Facing immense pressure to hold on to the company’s NBA rights, Warner Bros. Discovery CEO David Zaslav is now conveying a different tone regarding the league.
In November 2022, Zaslav stunned both the sports world and investor community by proclaiming, “We don’t have to have the NBA.” Fast-forward roughly 18 months, and Zaslav’s discussion of the league is definitely not the same.
“We continue to be in constructive negotiations with the NBA,” Zaslav said Monday at the Milken Institute Global Conference in California. “It’s a great league. The TNT team does a terrific job. And we love the NBA.”
There’s obviously plenty of subtext in what Zaslav was saying before, and still is now. Back in 2022, the NBA rights negotiations for the next term beginning in ’25 had yet to fully begin. Zaslav, meanwhile, would hardly be the first network executive to try to tamp down public expectations of a future rights deal, and he said then that WBD’s approach to the NBA would need to be “very disciplined” and a “deal for the future.”
Much has changed, however, since then. An exclusive negotiation period for both WBD and fellow incumbent rights holder ESPN has now expired, and recent reports point to Comcast’s NBC Sports making an aggressive effort to acquire an NBA rights package, along with separate efforts by ESPN as well as online retail and streaming giant Amazon.
WBD does have matching rights within its current NBA deal, providing a level of protection in these negotiations. But the possibility of the company losing its relationship with the league after 40 years has already seeped into rising questions about the future of TNT’s Inside the NBA and the status of star broadcaster Charles Barkley. WBD’s stock, meanwhile, has lost nearly one-third of its value so far this year, with a drop of nearly 10% last week driven in part by reports the network could lose the NBA rights.
‘A Big Deal’
Zaslav also touted the power of sports, and the NBA particularly, as a uniting force in society, not unlike the bullish forecast for the league offered Tuesday by Disney CEO Bob Iger.

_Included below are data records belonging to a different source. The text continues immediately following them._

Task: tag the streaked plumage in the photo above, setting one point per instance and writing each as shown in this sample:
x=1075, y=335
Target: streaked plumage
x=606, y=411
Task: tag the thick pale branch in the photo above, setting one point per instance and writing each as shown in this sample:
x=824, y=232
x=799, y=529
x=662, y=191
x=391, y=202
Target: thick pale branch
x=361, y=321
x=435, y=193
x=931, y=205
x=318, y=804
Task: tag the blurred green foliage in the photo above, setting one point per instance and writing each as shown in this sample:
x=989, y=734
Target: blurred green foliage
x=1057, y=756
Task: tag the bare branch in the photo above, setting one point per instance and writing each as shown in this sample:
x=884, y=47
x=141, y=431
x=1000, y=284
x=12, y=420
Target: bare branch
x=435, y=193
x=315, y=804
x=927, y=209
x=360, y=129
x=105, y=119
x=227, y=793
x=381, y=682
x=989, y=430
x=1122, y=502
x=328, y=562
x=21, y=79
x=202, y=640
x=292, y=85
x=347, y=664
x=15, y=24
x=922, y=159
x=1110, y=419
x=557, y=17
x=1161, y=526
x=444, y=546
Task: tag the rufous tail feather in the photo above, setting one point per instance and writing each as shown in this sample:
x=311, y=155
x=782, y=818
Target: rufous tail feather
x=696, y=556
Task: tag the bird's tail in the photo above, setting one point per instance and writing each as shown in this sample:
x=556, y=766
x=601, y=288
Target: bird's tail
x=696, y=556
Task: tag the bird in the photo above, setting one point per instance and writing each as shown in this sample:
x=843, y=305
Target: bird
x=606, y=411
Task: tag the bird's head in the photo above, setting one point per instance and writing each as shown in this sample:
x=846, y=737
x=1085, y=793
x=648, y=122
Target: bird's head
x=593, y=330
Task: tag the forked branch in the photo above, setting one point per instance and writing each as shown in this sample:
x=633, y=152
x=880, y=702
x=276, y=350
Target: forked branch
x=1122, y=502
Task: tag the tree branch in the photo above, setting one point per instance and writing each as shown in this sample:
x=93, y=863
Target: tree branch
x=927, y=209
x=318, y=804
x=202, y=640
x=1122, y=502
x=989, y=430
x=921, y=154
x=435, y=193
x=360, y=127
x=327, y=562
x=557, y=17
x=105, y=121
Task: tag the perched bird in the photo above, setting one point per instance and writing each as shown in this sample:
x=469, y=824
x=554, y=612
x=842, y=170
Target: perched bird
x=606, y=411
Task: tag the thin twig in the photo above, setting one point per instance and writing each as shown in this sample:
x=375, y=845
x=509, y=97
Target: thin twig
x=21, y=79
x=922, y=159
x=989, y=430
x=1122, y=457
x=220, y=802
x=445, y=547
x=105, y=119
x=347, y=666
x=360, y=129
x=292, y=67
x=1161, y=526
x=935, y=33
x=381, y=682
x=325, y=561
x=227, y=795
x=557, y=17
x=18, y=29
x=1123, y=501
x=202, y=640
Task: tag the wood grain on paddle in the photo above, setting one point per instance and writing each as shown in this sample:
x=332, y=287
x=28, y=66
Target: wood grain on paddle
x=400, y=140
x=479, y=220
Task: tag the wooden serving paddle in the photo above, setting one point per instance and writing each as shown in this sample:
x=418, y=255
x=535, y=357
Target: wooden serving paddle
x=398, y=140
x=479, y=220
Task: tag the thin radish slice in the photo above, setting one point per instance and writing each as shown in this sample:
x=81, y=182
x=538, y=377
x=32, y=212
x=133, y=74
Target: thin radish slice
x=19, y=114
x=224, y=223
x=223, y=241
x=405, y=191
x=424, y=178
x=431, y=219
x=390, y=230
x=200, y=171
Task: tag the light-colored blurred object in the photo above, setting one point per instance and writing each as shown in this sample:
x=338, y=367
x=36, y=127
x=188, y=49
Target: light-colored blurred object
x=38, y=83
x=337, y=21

“Sports [are] a big deal because … it’s a shared experience,” Zaslav said. “We’re all watching the [playoff game between] the Knicks and the Pacers tonight. We’re all watching the Super Bowl together. [Sports] reminds us that we have so much more in common than what differentiates us.”
The subject of the NBA rights is almost certain to arise when WBD releases quarterly earnings Thursday.